AIDRA: putting AI ship-detection on a satellite-sized computer

14 May 2026

TL;DR

Earth-observation satellites take more pictures than they can send home. Most of those pictures are empty ocean. AIDRA is a SatCen project asking one question: can we run a useful AI ship-detector on the kind of tiny computer that fits on a satellite, instead of waiting to downlink the data and process it on the ground? What follows is my own small feasibility study around that same question.

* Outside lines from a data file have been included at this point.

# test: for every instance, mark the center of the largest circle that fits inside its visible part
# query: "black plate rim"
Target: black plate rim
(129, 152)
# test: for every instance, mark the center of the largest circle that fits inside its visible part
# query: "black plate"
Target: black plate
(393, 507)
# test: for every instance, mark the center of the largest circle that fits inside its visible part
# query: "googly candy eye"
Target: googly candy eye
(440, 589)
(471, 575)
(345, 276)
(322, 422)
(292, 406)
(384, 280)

The honest short answer, based on what I measured:

Yes, but it shrinks. A standard YOLOv8 + CFAR vessel detector quantised to INT8 drops from 49.6 MB to 25.1 MB, runs ~35% faster, and keeps detection confidence virtually identical (53.6% vs 53.9%).
The payoff is huge if you can afford the squeeze. On-board processing turns a Sentinel-1-style scene from a 27.9 GB downlink into a few hundred contact reports — a ~1,900× compression ratio, and the end-to-end “sensor → operator” latency drops by 5.3×.
The hard part isn’t the model. It’s the paper trail. EU procurement (and the AI Act) wants every detection to be reproducible, hash-traceable, and explainable. That’s the part I spent most of my time on.

Everything below is live and auditable in a public Grafana at aidra.uliber.com, and the code is on GitHub.

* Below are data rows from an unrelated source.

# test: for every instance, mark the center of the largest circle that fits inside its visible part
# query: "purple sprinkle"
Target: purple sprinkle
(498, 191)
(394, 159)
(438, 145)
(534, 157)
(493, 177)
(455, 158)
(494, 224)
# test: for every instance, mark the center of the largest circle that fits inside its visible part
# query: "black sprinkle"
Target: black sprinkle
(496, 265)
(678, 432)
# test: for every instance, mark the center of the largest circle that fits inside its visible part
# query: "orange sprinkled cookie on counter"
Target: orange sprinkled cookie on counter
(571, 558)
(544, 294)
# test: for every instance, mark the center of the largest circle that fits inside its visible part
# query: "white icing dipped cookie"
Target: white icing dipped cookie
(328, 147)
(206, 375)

Every green dot is a vessel AIDRA flagged on a Sentinel-1 SAR scene. Strait of Gibraltar, several weeks of acquisitions. This is what the question “can the satellite see ships?” looks like when you say yes.

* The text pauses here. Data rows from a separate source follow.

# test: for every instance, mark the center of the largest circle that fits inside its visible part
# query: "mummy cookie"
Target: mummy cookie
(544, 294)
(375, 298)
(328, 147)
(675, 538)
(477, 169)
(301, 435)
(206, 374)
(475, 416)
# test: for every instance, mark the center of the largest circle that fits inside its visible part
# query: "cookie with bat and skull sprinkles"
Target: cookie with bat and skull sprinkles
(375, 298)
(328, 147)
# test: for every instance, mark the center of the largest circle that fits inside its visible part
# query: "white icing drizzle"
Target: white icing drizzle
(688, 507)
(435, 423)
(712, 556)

A single vessel detection, as seen by the YOLOv8 model on SAR imagery. The ‘detection’ is a set of coordinates and a confidence score tied to a specific SAR chip.

Why this project exists

In early 2026 the EU Satellite Centre (SatCen) in Madrid published a tender — SATCEN/2026/OP/0003 — asking for a feasibility study on running AI directly on-board Earth-observation satellites. The use case they care about is maritime surveillance: spotting vessels in SAR (radar) imagery without having to wait for the satellite to dump the full scene to a ground station.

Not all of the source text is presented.